Yong’s book is full of interesting deductions backed up with good science. For example, zebra. I recall being told by a safari guide on one bush excursion that zebras have stripes for camouflage – to confuse predators by breaking up their outlines. This was counter intuitive but camouflage often is. However, one of Yong’s colleagues, who studies visual acuity (the measure of how large objects must be in order to be separable visually from another at a given distance) pointed out that this argument can’t be true. At night, and at the distances predators like lions stalk, their sight would not be sharp enough to distinguish the stripes. The zebra would just look grey all over. So we need to think more deeply about those stripes...

We all know that mosquitos smell animals by picking up carbon dioxide. I didn’t know that they could smell through their feet. As a result, when they land on exposed skin, they can pick up a delicious skin smell. But if there is some DEET on the skin, they immediately take off again in the same way that we'd jerk our hand away from a hot object without conscious volition. That is why you have to cover all your skin. A general spray in the air isn’t going to work.

It's the understanding of other creatures that flows from the book that I find the most fascinating. If you wonder about these things as I do, you will be richly rewarded by An Immense World.


  1. Sounds like a fascinating book, thanks, Michael. And, yes, I DO see the shark. :-) Love stereograms. I remember when they first came out, and how hard it was to get that first one to CLICK. Also, how hilarious it was afterwards, when other people would stare and stare, and then scoff that it was all a fraud. :-)
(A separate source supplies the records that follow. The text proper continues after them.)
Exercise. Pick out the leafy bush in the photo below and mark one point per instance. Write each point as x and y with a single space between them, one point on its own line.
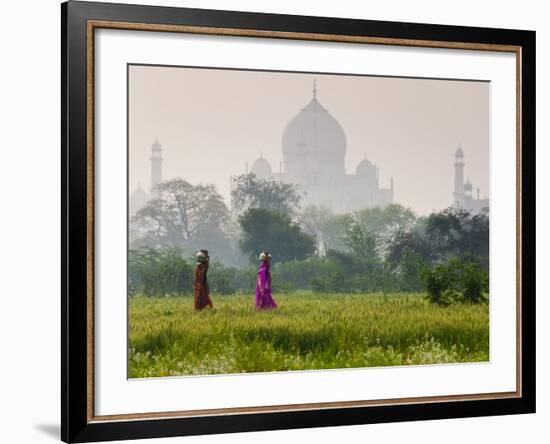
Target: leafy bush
159 272
458 280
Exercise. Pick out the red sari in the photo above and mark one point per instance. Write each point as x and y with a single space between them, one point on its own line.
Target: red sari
202 291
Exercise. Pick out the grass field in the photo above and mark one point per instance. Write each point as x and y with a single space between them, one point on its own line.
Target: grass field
168 338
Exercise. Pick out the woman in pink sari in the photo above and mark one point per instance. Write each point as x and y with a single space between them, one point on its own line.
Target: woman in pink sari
264 300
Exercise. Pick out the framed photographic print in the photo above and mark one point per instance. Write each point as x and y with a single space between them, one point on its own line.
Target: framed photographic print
275 221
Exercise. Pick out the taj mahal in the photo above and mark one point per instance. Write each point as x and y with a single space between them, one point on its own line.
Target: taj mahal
314 150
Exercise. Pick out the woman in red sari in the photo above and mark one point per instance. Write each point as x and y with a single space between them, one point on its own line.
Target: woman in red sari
202 290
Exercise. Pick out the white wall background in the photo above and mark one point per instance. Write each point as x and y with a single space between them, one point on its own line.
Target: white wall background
30 208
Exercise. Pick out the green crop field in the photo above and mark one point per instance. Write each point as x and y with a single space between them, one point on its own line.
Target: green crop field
307 331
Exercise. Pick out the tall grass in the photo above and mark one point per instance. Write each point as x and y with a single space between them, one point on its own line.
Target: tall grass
307 331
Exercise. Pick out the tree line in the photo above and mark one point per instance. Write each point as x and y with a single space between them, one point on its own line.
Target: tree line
374 249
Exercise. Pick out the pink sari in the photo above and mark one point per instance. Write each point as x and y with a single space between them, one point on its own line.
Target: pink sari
264 300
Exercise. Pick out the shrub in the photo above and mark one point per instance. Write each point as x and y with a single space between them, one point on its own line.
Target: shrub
458 280
159 272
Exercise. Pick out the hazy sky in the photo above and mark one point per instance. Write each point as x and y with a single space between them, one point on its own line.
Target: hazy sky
210 122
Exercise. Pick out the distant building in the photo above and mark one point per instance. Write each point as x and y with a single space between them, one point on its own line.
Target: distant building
139 197
462 195
314 150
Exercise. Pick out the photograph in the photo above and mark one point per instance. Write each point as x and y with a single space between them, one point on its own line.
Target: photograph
303 221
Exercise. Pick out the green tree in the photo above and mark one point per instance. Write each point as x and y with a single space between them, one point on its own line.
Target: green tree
178 214
162 272
461 279
273 230
250 191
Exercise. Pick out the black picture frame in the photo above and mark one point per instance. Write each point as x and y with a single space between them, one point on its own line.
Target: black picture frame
76 423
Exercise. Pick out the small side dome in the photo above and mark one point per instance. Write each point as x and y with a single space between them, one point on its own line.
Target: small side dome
365 168
261 168
156 146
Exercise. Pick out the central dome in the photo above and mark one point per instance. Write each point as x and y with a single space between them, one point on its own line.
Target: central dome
313 132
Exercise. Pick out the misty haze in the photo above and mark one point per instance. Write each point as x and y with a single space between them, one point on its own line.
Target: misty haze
294 221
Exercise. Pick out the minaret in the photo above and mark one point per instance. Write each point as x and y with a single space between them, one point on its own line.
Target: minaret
458 194
156 165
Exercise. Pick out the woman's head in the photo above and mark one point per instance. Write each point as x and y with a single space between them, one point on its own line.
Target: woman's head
265 256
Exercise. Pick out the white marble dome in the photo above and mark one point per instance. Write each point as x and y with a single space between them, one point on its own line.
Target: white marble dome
261 168
365 168
314 132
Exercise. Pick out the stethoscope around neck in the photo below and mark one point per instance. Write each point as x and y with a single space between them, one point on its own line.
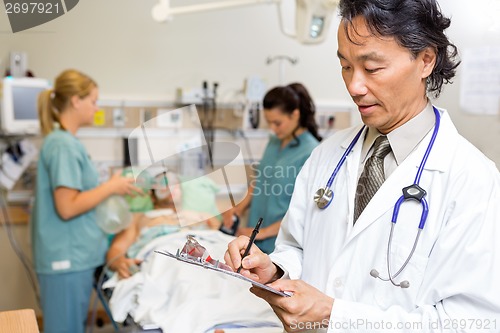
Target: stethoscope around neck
324 197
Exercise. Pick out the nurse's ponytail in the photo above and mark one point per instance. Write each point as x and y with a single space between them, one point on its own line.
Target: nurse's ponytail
307 110
290 98
53 102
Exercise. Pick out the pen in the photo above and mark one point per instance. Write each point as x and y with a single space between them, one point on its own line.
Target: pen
252 240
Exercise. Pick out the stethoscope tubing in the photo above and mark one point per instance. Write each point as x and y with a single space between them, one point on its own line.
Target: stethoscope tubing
413 192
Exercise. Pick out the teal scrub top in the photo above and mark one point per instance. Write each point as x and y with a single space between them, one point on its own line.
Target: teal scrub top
275 180
64 246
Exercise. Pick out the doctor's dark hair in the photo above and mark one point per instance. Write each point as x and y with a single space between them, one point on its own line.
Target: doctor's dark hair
52 102
415 24
290 98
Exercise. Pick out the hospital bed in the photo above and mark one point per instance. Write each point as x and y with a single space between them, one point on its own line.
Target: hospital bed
177 297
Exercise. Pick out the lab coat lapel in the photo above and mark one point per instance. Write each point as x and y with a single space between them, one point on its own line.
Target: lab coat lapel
387 195
404 175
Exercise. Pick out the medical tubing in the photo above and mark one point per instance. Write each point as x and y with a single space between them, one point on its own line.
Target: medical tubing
342 159
423 218
429 147
425 212
396 209
389 245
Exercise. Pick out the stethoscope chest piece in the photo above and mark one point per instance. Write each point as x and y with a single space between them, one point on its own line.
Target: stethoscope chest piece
323 197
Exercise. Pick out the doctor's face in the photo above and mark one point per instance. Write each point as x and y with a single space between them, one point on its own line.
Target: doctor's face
383 78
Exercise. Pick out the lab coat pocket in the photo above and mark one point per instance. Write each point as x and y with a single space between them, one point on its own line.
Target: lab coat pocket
385 293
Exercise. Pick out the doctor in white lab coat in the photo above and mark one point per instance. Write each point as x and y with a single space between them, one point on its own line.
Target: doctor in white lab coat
325 259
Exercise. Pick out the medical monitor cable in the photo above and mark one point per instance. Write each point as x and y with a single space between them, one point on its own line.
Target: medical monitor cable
26 262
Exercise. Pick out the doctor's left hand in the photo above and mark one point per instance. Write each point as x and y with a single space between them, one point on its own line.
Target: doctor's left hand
307 308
  2. Thanks, Everett. There's actually quite interesting science behind stereograms. Definitely not a scam!

  3. Sounds like my type of book.

  4. Dammit! I can’t see the shark! Am I defective in some way?
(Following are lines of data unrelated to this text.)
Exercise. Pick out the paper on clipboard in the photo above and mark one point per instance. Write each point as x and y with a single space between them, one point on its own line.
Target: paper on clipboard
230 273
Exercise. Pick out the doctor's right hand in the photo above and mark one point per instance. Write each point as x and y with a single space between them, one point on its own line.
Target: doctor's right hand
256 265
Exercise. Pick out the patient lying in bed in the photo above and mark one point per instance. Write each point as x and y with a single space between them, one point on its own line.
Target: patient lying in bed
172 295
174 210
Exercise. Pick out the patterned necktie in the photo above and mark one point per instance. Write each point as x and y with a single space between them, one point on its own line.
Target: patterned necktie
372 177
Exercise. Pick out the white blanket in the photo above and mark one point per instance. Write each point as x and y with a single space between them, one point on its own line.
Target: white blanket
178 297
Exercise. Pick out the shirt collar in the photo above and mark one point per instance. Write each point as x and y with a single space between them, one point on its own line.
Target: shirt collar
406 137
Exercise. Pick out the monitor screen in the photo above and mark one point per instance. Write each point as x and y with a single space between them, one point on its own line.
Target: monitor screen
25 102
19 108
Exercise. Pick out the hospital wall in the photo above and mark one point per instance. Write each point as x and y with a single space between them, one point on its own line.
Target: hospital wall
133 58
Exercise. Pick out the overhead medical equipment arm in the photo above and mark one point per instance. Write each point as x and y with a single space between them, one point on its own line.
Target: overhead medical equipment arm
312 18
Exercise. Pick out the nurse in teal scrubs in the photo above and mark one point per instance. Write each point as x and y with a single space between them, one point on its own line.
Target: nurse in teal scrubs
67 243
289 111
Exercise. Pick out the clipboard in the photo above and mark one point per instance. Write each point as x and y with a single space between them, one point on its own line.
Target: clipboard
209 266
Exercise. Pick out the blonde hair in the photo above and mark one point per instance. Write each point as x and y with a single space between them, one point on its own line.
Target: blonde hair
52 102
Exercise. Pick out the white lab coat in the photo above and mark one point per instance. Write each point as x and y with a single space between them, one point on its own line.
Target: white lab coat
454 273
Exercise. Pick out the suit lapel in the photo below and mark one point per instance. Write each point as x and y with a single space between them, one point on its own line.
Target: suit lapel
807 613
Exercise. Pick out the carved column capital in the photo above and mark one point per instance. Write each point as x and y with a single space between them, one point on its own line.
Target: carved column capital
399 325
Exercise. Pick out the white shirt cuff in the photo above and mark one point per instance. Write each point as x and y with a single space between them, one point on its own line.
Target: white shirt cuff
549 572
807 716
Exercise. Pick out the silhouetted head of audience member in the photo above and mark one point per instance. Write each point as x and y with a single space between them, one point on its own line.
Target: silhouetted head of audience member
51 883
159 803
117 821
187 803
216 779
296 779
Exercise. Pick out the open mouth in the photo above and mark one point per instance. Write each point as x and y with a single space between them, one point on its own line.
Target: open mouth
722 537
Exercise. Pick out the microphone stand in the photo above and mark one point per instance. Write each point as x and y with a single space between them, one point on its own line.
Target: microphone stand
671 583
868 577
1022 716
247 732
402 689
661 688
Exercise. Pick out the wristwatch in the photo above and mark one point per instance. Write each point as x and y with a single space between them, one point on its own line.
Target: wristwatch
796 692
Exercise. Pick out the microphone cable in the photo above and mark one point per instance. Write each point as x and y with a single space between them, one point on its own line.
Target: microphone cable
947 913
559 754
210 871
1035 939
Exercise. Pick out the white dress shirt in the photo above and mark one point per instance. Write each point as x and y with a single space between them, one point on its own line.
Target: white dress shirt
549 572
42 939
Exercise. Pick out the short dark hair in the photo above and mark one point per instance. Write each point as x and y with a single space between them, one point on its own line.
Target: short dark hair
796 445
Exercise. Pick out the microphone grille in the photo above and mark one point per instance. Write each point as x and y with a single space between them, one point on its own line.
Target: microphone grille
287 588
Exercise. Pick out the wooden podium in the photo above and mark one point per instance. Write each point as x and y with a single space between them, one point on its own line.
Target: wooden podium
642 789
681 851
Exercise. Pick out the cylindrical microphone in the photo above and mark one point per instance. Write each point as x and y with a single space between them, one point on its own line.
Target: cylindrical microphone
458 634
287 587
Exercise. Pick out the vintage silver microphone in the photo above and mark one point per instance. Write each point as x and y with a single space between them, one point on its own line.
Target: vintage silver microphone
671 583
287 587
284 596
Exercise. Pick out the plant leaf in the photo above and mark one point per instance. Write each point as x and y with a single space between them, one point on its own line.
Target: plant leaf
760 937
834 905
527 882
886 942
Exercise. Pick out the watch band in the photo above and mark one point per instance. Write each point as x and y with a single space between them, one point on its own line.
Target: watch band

    1. ROFL! Sorry, couldn't help it. It will help if you click on the picture, to see it "full size", larger on your screen. Then, get your face maybe 9-12" from the screen, staring at the center of the picture. Then, here's the real trick: stop TRYING to see it. Relax, let your eyes de-focus, or rather, RE-focus BEYOND the picture, as if you're looking THROUGH the screen, at something several feet beyond the screen. Then, SLOWLY, focus SLIGHTLY closer, and closer... when you find the proper focal point, you'll start to see shapes forming out of the dots. Stay relaxed at that point, don't try to look AT them. Just slowly play with your focus, moving "in and out," and eventually you'll find the point at which your eyes will LOCK ONTO the image, and you'll see the shark FLOATING in front of the background noise.
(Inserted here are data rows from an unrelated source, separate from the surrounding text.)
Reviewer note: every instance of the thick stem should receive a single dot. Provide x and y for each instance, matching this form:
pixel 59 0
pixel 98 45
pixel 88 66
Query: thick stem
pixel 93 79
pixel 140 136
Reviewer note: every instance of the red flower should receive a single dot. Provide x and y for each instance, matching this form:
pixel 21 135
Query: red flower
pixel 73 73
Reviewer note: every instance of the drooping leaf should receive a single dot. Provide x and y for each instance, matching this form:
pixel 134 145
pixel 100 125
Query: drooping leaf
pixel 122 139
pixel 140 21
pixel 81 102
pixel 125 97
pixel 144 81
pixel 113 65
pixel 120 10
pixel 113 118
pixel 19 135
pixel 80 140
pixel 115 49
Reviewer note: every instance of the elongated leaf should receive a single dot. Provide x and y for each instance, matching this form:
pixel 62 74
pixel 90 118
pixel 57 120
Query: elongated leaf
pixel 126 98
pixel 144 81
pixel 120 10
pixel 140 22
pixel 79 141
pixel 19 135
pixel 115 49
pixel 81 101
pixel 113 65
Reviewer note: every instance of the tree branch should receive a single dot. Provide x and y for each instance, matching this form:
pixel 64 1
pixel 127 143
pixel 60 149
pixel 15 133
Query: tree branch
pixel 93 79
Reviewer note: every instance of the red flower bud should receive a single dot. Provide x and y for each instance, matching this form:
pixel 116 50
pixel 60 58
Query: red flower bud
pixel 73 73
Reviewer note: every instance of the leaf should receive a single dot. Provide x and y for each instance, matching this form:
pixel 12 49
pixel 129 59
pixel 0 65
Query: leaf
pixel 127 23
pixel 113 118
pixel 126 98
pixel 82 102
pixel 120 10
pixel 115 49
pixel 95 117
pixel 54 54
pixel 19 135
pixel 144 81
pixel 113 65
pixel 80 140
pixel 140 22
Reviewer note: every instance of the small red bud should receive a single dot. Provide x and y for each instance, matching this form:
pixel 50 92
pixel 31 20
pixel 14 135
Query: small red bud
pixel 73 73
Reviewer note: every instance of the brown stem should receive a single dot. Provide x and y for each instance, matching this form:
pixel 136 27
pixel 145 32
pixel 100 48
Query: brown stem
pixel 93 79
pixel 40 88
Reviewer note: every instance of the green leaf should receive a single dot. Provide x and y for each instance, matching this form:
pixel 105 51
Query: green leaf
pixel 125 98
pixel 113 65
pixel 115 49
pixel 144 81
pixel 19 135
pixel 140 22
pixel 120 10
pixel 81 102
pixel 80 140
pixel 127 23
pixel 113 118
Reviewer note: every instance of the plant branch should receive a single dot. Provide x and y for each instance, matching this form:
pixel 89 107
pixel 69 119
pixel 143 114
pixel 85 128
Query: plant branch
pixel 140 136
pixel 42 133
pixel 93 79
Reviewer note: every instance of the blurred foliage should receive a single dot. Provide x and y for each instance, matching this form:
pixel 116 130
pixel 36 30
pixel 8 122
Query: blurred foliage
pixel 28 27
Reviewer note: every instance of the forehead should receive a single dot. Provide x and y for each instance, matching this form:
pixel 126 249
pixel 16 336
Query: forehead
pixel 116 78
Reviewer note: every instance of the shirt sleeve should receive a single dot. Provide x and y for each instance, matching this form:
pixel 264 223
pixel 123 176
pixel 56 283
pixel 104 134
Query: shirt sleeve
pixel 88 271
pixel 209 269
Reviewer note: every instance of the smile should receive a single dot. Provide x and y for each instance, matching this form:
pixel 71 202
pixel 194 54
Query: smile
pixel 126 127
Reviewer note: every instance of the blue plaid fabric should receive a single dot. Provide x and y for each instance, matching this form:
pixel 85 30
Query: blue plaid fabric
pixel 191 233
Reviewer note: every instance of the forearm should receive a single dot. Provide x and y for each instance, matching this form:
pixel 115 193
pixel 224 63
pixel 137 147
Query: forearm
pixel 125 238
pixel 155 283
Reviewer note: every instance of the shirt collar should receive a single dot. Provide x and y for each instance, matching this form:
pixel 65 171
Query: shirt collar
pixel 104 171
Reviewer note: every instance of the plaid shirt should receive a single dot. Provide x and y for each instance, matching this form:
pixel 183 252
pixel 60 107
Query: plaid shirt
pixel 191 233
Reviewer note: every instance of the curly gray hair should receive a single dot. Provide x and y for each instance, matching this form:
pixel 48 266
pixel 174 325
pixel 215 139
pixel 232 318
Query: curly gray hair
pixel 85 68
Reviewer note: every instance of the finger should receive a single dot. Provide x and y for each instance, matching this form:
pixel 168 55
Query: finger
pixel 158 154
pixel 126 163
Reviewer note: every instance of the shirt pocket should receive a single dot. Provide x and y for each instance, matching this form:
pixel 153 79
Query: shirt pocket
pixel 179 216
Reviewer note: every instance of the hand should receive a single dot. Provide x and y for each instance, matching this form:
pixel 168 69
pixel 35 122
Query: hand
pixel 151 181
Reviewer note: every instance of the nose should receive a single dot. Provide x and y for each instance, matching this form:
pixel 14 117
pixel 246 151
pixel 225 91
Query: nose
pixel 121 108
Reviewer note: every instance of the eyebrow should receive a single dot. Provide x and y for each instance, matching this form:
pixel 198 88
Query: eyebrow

      Good luck! It really is quite remarkable when you learn to do and first see it. Then, it's like riding a bike (or maybe having sex): it's always easy from that point on. But the first time, it can be a challenge to figure out. :-)

  5. From AA: Thank you, Michael. Book bought!! Years ago, you introduced us to Apopo, an organization that trains African pouched rats to detect landmines and tuberculosis. My small monthly motivation is still going so, I am kept informed of what my adopted rat is up to. I love this way in which humans have learned to "extend" our information gathering beyond our own senses.

    Then of course, with human animals there is the ability of some to ignore the information they senses are giving them, and to be senseless instead.